The practical payoff centers on RMDs. The IRS states in its RMD FAQs that the minimum distribution rules do not apply to Roth IRAs while the owner is alive. Every dollar shifted out of a traditional IRA and into a Roth reduces the traditional balance used to calculate future RMDs. For someone who has accumulated a large pre-tax balance over decades of contributions and market growth, that reduction can translate into meaningfully lower taxable income in retirement.

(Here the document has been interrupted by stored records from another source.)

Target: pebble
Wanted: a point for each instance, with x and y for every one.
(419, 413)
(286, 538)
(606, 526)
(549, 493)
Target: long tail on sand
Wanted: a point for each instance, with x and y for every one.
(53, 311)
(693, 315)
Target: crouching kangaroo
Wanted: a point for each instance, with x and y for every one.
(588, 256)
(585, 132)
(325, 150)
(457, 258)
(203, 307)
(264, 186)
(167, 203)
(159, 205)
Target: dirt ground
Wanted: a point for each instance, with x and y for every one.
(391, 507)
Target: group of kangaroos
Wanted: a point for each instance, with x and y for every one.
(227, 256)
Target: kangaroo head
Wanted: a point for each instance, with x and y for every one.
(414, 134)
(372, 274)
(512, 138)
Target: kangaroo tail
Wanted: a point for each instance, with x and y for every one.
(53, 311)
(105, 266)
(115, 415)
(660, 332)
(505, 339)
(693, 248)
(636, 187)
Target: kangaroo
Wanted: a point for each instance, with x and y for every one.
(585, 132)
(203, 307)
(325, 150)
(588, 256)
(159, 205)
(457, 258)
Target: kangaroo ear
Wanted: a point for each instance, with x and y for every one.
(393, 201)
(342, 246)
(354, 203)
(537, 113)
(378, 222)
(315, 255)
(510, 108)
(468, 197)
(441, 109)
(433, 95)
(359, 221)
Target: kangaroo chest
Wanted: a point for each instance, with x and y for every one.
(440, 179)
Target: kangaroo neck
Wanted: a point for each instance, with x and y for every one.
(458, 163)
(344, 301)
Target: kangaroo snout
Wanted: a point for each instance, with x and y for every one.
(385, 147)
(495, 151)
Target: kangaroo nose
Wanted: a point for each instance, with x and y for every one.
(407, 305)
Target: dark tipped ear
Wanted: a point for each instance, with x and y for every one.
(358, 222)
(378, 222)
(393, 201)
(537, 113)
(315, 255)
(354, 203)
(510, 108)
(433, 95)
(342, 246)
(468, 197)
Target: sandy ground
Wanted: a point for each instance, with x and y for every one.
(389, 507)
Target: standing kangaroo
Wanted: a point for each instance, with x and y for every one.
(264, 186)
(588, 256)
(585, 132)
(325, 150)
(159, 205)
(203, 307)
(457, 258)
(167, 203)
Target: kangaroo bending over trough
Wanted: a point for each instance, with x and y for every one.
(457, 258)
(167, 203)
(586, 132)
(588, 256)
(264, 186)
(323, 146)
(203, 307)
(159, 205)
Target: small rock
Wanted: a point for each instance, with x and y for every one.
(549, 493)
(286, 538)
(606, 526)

SECURE 2.0 amplified this effect by raising the age at which RMDs begin, allowing traditional IRA balances to compound longer before withdrawals start. Larger balances at the starting line mean larger annual RMDs, potentially pushing retirees into higher tax brackets. Converting in the years before RMDs kick in lets a taxpayer pay tax at today’s known rate rather than gamble on what rate will apply to a bigger forced withdrawal later. The hypothesis that higher-income filers will accelerate conversions during this window is logical, though no public IRS dataset currently breaks out annual conversion volumes by income bracket in a way that would confirm the trend in real time.

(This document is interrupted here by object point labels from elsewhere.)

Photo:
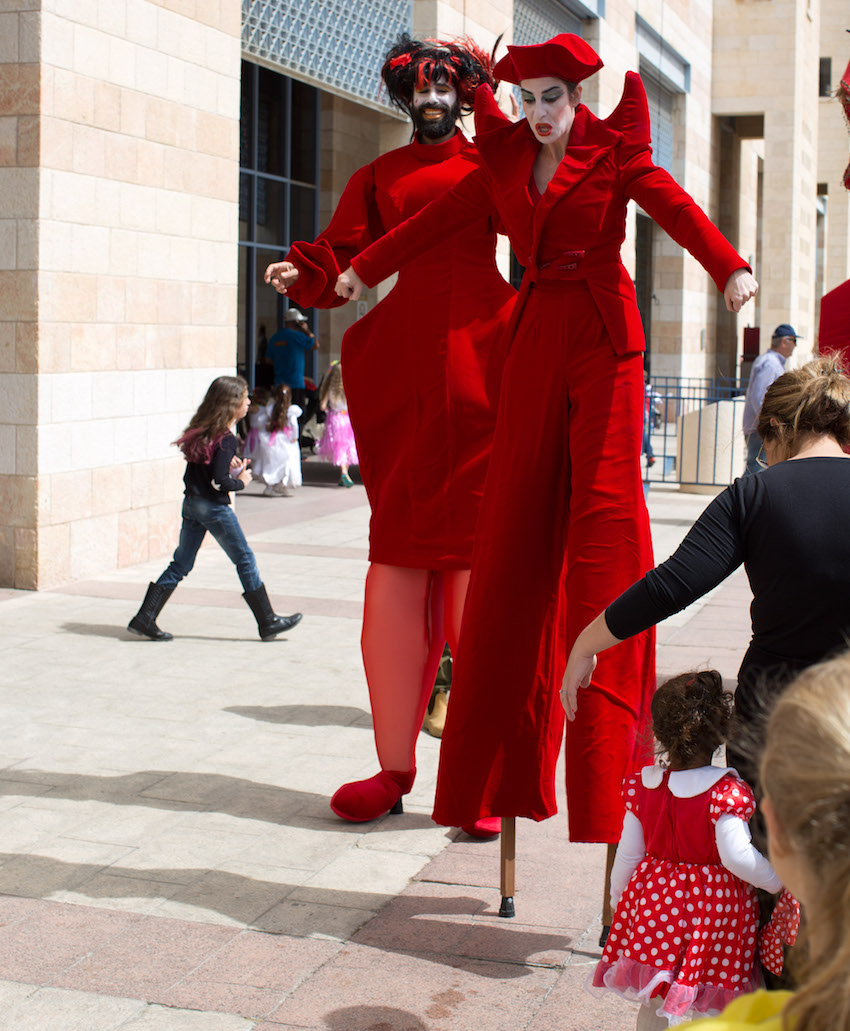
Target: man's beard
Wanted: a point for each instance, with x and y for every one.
(439, 127)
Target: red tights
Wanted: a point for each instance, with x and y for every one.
(409, 614)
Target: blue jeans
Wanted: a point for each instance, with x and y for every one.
(199, 514)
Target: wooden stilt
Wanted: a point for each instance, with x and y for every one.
(508, 865)
(608, 912)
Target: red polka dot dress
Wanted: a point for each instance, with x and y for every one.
(684, 931)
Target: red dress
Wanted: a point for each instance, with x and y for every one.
(685, 928)
(563, 528)
(417, 364)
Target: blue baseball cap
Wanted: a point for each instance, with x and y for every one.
(785, 330)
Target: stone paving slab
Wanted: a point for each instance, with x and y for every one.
(169, 862)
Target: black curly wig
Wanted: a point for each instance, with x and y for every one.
(691, 717)
(411, 64)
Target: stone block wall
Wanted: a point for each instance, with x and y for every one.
(126, 272)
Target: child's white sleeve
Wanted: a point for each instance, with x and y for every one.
(629, 853)
(741, 857)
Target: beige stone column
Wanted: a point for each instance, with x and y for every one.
(125, 270)
(834, 148)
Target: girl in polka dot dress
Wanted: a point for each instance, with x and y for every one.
(683, 939)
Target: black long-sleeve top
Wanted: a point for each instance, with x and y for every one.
(790, 528)
(213, 479)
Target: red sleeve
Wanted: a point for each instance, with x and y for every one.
(731, 795)
(679, 214)
(446, 217)
(354, 225)
(631, 794)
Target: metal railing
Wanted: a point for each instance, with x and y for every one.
(693, 428)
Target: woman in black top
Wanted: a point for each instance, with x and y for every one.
(213, 470)
(789, 526)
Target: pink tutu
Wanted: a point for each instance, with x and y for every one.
(337, 444)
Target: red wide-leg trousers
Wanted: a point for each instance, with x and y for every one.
(562, 531)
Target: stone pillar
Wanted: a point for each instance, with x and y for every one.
(20, 131)
(125, 270)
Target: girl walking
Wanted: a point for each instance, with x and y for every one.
(337, 444)
(683, 940)
(213, 470)
(278, 453)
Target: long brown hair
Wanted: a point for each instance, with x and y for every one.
(213, 420)
(813, 399)
(806, 774)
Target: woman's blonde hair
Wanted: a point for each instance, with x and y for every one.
(806, 773)
(812, 399)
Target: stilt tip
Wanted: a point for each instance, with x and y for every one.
(507, 908)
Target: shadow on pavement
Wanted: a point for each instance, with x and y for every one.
(372, 1019)
(304, 716)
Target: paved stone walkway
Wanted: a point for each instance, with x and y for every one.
(168, 861)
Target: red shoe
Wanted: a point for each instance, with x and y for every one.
(362, 800)
(484, 828)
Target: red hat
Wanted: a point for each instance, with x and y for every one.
(566, 57)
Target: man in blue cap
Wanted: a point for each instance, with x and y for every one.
(766, 368)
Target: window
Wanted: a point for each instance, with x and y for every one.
(279, 195)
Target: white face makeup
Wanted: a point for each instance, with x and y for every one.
(547, 105)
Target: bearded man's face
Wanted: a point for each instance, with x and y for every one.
(435, 109)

How the IRS treats conversions and what taxpayers report

A conversion from a traditional IRA to a Roth is treated as a taxable distribution followed by a rollover into the Roth account. Federal regulations under 26 CFR 1.408A-4 spell out the mechanics: the converted amount is included in gross income for the year of the conversion, minus any portion attributable to nondeductible contributions. The custodian issues Form 1099-R reporting the distribution, and if the funds move directly to the Roth IRA, it is coded as a conversion rather than a simple withdrawal.

Taxpayers calculate the taxable portion of a conversion on Form 8606, Part II. The form tracks basis from prior nondeductible contributions and applies the pro rata rule so that each conversion carries a mix of pre-tax and after-tax dollars. According to the instructions for Form 8606, failing to file when required can trigger penalties, and it also risks losing documentation of basis that would otherwise reduce taxable income on future conversions or distributions.

Because a conversion is voluntary and fully taxable (to the extent of pre-tax amounts), timing is central. Many households consider converting in lower-income years-such as early retirement before Social Security and RMDs begin-or in years with large deductions that can offset the added income. Others pace conversions across several tax years to avoid pushing themselves into a much higher marginal bracket in a single year. The lack of an income cap means this kind of bracket management is available to high earners as well as middle-income savers.

Planning around the 2026 tax landscape

The scheduled sunset of several individual tax provisions after 2025 adds another layer. If tax rates rise in 2026, paying tax on conversions in 2024 and 2025 could look relatively attractive for some filers. Conversely, if Congress extends current rates or enacts new cuts, rushing to convert could prove less advantageous. Because future law is uncertain, planners often frame Roth conversions as a hedge: paying a known rate today to reduce exposure to potentially higher rates later, while also trimming future RMDs.

SECURE 2.0’s higher RMD ages widen the pre-RMD window in which this hedge can be implemented. For workers who continue earning well into their 60s, that may mean a limited number of low-income years between full retirement and the onset of RMDs. For others who retire earlier, it may create a decade or more in which conversions can be layered in gradually. In both cases, the enduring absence of an income cap on conversions keeps the strategy available regardless of prior earnings history.

Ultimately, whether to convert-and how much-depends on projected lifetime tax brackets, cash on hand to pay the conversion tax, estate planning goals, and risk tolerance about future law changes. What is clear from existing statutes and IRS guidance is that the door to Roth conversions remains wide open in 2026, and the combination of higher RMD ages and potential tax law shifts is likely to keep that door busy.